Cidadãos gesticulam e seguram uma bandeira nacional do Gabão enquanto festejam o golpe.Foto: AFP/Getty Images

DW África: Também o Zimbabué tem vivido nos últimos dias muita contestação após as eleições. Teme que situações semelhantes possam se registar em outros países?

JBV: Bom, penso que no caso da África Central ainda é muito cedo. Ainda não temos elementos suficientes para falar num "efeito dominó" desses golpes. Temos de ir analisando os próximos acontecimentos. Mas no continente africano, penso que as organizações sub-regionais nomeadamente a CEMAC (Comunidade Económica e Monetária da África Central) neste caso e, a nível do continente, a União Africana, vão ter de tomar ações que desencorajem o golpe.

DW África: A Rússia já reagiu dizendo que está a seguir de perto o desenrolar do golpe no Gabão e muito se tem falado da influência crescente do país em África. Esta instabilidade e o sentimento anti-francês de que fala, dão cada vez mais espaço a países como a Rússia?

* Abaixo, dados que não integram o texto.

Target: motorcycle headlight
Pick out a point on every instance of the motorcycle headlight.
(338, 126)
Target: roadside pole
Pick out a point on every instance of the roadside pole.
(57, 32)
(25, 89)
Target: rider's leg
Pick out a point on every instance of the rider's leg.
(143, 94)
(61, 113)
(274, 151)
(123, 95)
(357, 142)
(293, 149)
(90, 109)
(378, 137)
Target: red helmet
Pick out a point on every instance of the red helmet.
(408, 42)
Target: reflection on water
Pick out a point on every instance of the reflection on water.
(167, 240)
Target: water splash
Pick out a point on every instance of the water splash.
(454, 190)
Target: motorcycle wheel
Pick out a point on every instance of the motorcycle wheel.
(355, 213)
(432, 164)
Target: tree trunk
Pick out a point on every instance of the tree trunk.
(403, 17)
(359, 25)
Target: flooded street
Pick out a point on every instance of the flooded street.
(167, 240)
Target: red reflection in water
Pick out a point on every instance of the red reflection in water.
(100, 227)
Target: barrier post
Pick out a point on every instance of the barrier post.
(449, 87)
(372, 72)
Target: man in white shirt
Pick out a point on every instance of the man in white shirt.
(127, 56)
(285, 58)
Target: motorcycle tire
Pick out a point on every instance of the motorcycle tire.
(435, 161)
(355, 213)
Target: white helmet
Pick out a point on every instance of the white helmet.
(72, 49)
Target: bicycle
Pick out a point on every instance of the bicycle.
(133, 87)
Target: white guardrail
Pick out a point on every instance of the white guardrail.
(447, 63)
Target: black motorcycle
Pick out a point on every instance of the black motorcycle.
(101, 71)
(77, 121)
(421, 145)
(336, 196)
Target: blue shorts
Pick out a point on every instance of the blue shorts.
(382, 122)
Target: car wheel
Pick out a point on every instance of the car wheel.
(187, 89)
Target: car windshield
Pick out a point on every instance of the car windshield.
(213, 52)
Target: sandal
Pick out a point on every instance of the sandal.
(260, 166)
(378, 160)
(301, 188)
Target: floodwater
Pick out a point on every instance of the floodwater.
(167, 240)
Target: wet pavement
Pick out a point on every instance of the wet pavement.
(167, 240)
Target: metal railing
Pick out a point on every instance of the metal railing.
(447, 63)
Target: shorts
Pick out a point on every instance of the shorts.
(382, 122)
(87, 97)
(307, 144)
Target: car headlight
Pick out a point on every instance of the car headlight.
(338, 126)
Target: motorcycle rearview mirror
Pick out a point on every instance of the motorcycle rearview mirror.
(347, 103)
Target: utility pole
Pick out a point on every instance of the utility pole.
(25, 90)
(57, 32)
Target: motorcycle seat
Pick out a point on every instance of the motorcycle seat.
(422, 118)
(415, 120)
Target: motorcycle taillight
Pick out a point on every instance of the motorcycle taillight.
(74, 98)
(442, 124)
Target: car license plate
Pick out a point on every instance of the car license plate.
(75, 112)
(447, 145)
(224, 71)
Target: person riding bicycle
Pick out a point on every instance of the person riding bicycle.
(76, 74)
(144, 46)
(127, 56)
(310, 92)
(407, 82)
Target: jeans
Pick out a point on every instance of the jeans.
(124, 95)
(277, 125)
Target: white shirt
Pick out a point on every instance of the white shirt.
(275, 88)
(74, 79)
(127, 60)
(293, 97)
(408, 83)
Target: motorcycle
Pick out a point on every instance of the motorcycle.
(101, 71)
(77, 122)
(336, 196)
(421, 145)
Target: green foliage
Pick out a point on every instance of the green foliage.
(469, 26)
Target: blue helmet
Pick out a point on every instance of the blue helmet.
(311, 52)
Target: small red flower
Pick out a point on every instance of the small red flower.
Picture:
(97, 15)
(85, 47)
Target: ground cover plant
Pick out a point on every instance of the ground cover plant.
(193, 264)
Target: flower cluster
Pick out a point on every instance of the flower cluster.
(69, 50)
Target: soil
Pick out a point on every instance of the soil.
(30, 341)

JBV: Sem sombra de dúvida. Dá margem, dá espaço para parceiros como a Rússia entrarem. Não esqueçamos que a Rússia tem relações de há muitos anos com os países africanos. Penso que isso não é mau de todo, a meu ver, porque a África precisa de todos aqueles que possam contribuir para que de facto saia da situação de dependência em que se encontra há algumas décadas.